Warum der Kapitalismus überleben wird
Pfad der Freiheit
Erich Weede

Jeder Taxifahrer in Prag oder Warschau verstünde den Wert der wirtschaftlichen Freiheit, aber nur wenige Intellektuelle im Westen – so lautete ein Bonmot während des Kalten Krieges. Nicht nur die öffentliche Meinung, sondern auch das Handeln der Bundesregierung wird leider von solchen Intellektuellen bestimmt.

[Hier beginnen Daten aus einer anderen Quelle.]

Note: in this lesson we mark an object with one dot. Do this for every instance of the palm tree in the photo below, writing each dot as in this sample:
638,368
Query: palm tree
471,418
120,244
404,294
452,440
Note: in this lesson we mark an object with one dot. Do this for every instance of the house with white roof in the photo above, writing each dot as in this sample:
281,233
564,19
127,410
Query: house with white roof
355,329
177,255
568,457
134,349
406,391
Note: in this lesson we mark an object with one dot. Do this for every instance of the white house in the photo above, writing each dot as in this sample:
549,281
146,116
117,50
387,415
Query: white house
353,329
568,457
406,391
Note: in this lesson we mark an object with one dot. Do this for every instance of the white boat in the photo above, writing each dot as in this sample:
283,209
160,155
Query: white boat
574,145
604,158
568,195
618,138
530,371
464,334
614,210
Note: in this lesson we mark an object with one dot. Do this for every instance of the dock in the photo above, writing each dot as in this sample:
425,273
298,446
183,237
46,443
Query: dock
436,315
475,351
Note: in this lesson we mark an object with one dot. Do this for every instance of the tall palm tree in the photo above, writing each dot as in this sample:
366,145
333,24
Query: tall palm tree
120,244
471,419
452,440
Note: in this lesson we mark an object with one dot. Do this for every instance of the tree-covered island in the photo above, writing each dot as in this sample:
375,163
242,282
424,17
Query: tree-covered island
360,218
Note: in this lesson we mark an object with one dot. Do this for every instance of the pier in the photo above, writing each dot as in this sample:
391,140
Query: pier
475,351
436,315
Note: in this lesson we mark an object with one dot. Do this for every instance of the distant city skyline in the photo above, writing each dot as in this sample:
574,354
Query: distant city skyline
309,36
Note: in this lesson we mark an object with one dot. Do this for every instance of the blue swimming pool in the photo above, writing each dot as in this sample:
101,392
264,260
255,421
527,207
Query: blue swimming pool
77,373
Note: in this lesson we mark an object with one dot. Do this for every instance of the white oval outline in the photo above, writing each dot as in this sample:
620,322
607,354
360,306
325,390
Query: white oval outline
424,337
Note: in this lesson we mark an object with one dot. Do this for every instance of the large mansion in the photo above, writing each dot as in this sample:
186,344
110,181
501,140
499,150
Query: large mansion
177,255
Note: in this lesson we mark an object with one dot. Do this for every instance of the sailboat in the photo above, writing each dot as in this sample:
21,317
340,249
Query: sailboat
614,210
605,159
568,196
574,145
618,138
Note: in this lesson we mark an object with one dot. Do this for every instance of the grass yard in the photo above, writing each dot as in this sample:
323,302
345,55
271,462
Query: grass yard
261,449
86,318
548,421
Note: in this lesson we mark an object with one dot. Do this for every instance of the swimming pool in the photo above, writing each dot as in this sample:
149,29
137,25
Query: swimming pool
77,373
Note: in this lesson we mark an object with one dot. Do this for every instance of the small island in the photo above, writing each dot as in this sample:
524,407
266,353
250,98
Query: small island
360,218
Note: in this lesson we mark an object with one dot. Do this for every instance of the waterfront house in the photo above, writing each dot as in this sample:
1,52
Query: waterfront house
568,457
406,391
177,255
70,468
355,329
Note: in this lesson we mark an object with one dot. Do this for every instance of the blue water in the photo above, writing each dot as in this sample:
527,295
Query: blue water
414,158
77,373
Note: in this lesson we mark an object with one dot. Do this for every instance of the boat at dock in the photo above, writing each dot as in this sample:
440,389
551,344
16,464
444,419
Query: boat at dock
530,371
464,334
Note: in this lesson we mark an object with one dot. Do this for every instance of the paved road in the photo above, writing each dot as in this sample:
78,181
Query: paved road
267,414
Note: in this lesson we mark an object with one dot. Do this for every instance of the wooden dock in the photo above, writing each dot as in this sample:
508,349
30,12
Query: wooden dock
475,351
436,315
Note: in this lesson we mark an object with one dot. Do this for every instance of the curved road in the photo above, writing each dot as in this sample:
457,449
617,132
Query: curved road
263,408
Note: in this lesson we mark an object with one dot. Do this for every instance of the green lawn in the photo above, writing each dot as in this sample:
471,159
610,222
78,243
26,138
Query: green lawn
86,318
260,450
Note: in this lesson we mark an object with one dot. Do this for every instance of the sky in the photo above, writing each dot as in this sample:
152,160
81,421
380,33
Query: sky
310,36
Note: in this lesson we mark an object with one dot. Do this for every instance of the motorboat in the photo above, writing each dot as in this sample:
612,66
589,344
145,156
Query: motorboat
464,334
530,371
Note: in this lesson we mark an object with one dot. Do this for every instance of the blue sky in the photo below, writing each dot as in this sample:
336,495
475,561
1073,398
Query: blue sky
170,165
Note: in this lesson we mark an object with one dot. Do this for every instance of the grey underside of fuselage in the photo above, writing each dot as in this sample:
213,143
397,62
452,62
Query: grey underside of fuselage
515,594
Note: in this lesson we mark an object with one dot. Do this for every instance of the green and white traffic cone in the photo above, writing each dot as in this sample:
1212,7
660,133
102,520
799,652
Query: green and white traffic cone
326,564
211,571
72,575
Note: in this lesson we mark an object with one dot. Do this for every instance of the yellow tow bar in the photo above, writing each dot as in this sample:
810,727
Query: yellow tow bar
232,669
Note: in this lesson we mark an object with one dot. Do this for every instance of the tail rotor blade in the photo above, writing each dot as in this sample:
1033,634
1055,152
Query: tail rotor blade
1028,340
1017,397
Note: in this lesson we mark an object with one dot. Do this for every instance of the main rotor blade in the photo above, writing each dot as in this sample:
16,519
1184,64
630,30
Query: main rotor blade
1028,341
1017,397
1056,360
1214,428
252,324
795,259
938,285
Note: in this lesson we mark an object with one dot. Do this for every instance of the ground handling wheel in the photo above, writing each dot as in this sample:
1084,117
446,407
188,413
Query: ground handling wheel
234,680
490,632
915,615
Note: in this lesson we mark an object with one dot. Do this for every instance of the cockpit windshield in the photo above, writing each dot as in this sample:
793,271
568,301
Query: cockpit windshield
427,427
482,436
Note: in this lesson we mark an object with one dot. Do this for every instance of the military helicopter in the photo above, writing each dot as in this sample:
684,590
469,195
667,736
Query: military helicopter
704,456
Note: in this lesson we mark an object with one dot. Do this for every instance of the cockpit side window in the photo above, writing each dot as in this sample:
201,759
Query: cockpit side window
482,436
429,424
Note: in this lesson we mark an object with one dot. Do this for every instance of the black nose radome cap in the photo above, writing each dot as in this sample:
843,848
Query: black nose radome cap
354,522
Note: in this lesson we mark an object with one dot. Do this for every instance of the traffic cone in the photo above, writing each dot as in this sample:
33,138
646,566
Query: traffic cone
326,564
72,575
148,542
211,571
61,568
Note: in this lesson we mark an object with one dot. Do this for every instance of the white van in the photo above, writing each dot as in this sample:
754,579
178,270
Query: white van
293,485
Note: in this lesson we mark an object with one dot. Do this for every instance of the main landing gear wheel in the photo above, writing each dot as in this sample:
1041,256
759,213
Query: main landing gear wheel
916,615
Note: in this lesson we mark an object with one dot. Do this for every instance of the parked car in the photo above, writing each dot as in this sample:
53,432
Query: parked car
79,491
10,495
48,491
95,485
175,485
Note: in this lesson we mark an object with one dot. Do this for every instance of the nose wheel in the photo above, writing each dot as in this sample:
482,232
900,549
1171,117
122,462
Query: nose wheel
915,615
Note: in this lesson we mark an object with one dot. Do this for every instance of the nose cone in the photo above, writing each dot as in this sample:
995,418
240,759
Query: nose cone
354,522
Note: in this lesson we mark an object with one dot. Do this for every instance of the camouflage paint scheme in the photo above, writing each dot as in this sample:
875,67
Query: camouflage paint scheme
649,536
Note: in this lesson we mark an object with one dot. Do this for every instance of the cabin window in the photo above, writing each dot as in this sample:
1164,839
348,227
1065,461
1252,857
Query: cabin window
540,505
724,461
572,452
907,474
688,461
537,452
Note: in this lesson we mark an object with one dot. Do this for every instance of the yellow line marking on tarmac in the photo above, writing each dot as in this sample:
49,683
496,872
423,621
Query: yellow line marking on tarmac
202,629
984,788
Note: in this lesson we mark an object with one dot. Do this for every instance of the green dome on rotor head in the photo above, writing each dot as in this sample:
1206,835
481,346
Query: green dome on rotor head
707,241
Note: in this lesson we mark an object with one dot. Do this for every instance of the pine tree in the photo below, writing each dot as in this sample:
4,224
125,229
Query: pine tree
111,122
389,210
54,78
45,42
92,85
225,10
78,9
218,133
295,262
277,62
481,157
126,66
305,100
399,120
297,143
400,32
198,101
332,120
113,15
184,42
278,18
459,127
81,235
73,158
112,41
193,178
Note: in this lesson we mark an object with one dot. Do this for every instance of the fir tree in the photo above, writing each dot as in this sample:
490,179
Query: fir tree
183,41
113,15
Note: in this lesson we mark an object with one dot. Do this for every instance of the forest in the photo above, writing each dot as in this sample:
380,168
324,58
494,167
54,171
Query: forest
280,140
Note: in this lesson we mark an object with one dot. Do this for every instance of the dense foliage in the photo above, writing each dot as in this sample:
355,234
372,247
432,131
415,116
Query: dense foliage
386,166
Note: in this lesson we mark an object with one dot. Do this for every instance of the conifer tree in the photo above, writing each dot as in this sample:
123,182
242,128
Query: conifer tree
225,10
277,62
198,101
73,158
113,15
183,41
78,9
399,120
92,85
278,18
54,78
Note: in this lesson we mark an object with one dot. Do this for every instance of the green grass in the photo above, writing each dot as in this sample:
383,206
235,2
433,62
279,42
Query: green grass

Trotz aller Haftungsbeschränkungen gibt es vor allem im Mittelstand immer noch Unternehmer, die persönlich die Folgen von Fehlentscheidungen – nämlich beachtliche Vermögensverluste – selbst tragen. Politiker sind dagegen fein raus. Weder Angela Merkel noch ihre Minister haften für die gesamtwirtschaftlichen Schäden, die Diskriminierungsverbote oder eine schrittweise Einführung von Mindestlöhnen und die damit verbundene Beeinträchtigung der Vertragsfreiheit anrichten; für eine Klimapolitik unter Vernachlässigung der Wettbewerbsfähigkeit der deutschen Industrie; für den zügigen Ausbau der Euro-Zone zur Schuldenhaftungsgemeinschaft oder deren Folgen für die künftigen Steuerlasten in unserem Land.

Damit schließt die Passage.